Example of PHP implementing Word to HTML document

Source: Internet
Author: User
Tags ini

For the perfect solution, office to convert PDF or HTML, preferably with Windows Office software, LibreOffice not perfect conversion, WPS has no API.

First confirm that the COM module is not open, phpinfo inside if there is a com_dotnet module, the description has been opened, if not, modify the php.ini,
Com.allow_dcom = True

The previous comments removed, restart on OK, PHP official website said, php5.4.5 before the COM module is built, in fact, is not necessarily all, the official website of the PHP 5.3.39,com module is not built.

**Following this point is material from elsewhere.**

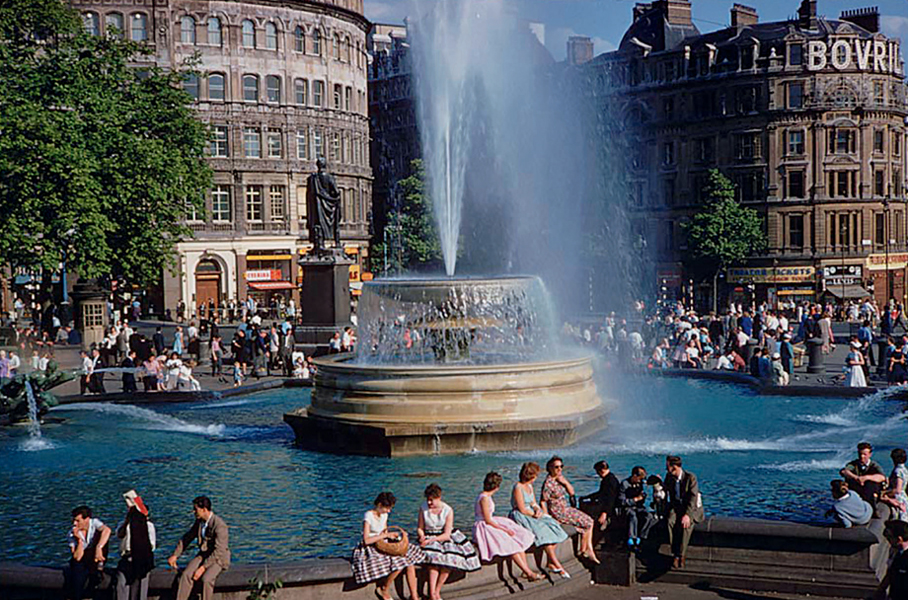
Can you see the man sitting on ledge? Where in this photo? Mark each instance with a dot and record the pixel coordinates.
(849, 508)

If not the built-in module, PHP.ini Plus, the premise of your Ext folder, there is the extension

Extension=php_com_dotnet.dll

And then reboot, OK.


function word2html ($wordname, $htmlname)
{
$word = new COM ("Word.Application") or Die ("Unable to instanciate word");
$word->visible = 1;
$word->documents->open ($wordname);
$word->documents[1]->saveas ($htmlname, 8);
$word->quit ();
$word = null;
Unset ($word);
}

word2html (' D:/www/test/6.docx ', ' d:/www/test/6.html ');

Attention:

1, converted out of the HTML, view the source code, the more chaotic
2, the Winword.exe is invoked during the conversion process
3, if the page has been loaded, rename the document and then turn it back on.

Add an example


function Lego_clean ($text) {

$text = Implode ("\ r", $text);

Normalize White
$text = Eregi_replace ("[[: Space:]]+", "", $text);
$text = Str_replace ("> <", ">\r\r<", $text);
$text = Str_replace ("<br>", "<br>\r", $text);

Remove everything before <body>
$text = Strstr ($text, "<body");

Keep tags, strip attributes
$text = ereg_replace ("<p [^>]*bodytextindent[^>]*>" ([^\n|\n\015|\015\n]*) </p> "," <p>\\1< /p> ", $text);
$text = Eregi_replace ("<p [^>]*margin-left[^>]*>" ([^\n|\n\015|\015\n]*) </p> "," <blockquote> \\1</blockquote> ", $text);
$text = Str_replace ("", "", $text);

Clean up whatever are left inside <p> and <li>
$text = Eregi_replace ("<p [^>]*>", "<p>", $text);
$text = Eregi_replace ("<li [^>]*>", "<li>", $text);

Kill unwanted Tags
$text = Eregi_replace ("</?span[^>]*>", "", $text);
$text = Eregi_replace ("</?body[^>]*>", "", $text);
$text = Eregi_replace ("</?div[^>]*>", "", $text);
$text = Eregi_replace ("<\![ ^>]*> "," ", $text);
$text = Eregi_replace ("</?[ A-z]\:[^>]*> "," ", $text);

Kill style and on mouse* tags
$text = Eregi_replace ("([\f\r\t\n\ ']) style=[^>]+", "\\1", $text);
$text = Eregi_replace ("([\f\r\t\n\ ']) on[a-z]+=[^>]+", "\\1", $text);

Remove empty paragraphs
$text = Str_replace ("<p></p>", "", $text);

Remove closing $text = Str_replace ("
Clean up white space again
$text = Eregi_replace ("[[: Space:]]+", "", $text);
$text = Str_replace ("> <", ">\r\r<", $text);
$text = Str_replace ("<br>", "<br>\r", $text);
}

Contact Us

The content source of this page is from Internet, which doesn't represent Alibaba Cloud's opinion; products and services mentioned on that page don't have any relationship with Alibaba Cloud. If the content of the page makes you feel confusing, please write us an email, we will handle the problem within 5 days after receiving your email.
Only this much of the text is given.